The species is native to the southern Western Cape, largely in the Riversdale and Heidelberg districts, where it grows on shale slopes in bright but not direct light. Contractile roots pull mature plants down into the substrate so that only the windowed leaf tips sit at ground level.
Part of the Complete Haworthia Guide.
Identification
Rosettes are 6-10 cm across, usually solitary or clumping slowly. Leaves are 3-5 cm long, triangular in cross-section, abruptly recurved at the tip so the upper surface faces straight up. The terminal window is flat or slightly concave, greenish-grey with darker reticulate veins running through the translucent tissue. Unlike H. cooperi, the window is bordered by sharp edges, giving a faceted jewelled look.
Inflorescence is a wiry unbranched raceme 25-40 cm tall with typical small haworthia flowers.

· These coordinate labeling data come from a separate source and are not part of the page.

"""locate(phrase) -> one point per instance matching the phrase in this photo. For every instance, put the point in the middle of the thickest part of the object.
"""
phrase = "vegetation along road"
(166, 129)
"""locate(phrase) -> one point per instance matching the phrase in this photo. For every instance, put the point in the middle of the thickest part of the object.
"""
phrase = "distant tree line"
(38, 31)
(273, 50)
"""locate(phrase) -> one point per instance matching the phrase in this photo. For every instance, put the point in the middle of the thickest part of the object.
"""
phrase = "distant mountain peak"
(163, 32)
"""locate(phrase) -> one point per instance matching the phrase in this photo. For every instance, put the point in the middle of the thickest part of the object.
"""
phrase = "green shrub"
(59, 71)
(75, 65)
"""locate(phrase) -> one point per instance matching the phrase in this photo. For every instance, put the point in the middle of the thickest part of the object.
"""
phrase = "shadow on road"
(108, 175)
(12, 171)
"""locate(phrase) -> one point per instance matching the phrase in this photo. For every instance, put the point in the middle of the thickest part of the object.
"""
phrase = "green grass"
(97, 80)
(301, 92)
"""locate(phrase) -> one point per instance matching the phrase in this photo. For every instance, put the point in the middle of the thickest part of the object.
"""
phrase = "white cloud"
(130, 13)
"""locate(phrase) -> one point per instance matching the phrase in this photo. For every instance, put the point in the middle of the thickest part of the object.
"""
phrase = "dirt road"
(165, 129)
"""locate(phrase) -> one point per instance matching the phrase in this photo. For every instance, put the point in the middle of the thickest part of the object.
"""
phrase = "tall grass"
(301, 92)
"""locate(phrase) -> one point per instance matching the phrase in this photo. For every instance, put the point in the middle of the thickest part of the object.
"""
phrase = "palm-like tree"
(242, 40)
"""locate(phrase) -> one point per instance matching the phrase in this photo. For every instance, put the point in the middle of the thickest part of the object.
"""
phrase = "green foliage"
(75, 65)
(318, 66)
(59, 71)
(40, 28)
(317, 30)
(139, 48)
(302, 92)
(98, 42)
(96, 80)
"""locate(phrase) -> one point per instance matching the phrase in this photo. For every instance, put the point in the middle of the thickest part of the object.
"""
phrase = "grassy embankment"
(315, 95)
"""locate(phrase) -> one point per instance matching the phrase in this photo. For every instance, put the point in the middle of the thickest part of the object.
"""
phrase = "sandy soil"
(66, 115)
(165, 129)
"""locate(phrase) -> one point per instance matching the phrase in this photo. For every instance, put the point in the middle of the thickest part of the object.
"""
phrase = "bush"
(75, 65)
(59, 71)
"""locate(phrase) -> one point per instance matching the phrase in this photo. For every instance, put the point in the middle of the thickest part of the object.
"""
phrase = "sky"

Several related species and varieties are often sold under the same name: var. multilineata with finer parallel window veins, var. nigra with darker leaves, and close relatives H. mutica, H. turgida, and H. mirabilis which share the pressed-rosette habit. Careful sellers label these separately; many do not.
Cultivation
Standard Haworthia care works, with one adjustment: H. retusa appreciates slightly brighter indirect light than H. cooperi. The leaves colour up attractively in copper and purple tones under strong bright indirect exposure, without scarring. An east- or north-facing window in the northern hemisphere, or a shaded south-facing position behind a sheer curtain, is about right. Direct midday summer sun still burns.
Substrate is the standard 60% mineral gritty mix. Water when the top 3-4 cm reads dry. The species semi-dormants in peak summer and grows actively autumn through spring; restraint in July and August is essential.
Propagation
Offsets appear more slowly than on H. cymbiformis or H. cooperi. A mature plant may produce only one or two offsets per year. Wait until the pup has its own roots, separate with a clean cut at the stolon, callus three to five days, and pot in dry grit.
Leaf propagation works less reliably here, with success rates typically 10-20% even for fresh clean-twisted leaves. The thick leaf base callouses slowly and is prone to rotting rather than rooting. Worth trying only as a secondary method.
Seed propagation is practical if you have two unrelated flowering plants. Germination takes two to four weeks under humidity and seedlings reach flowering size in four to five years.
Notes and Quirks
The window reticulation pattern of H. retusa varies enough between populations that specialist collectors distinguish plants by locality code (e.g. Riversdale, Heidelberg, Albertinia). If the label matters for your collection, source from a specialist nursery rather than a generic online seller.
H. retusa hybridises freely with H. mirabilis, H. mutica and others where their ranges meet in the wild, and in cultivation the boundaries between these species are blurrier than the literature suggests. If a plant sold as H. retusa does not match photographs exactly, it may be a natural hybrid rather than a misidentification.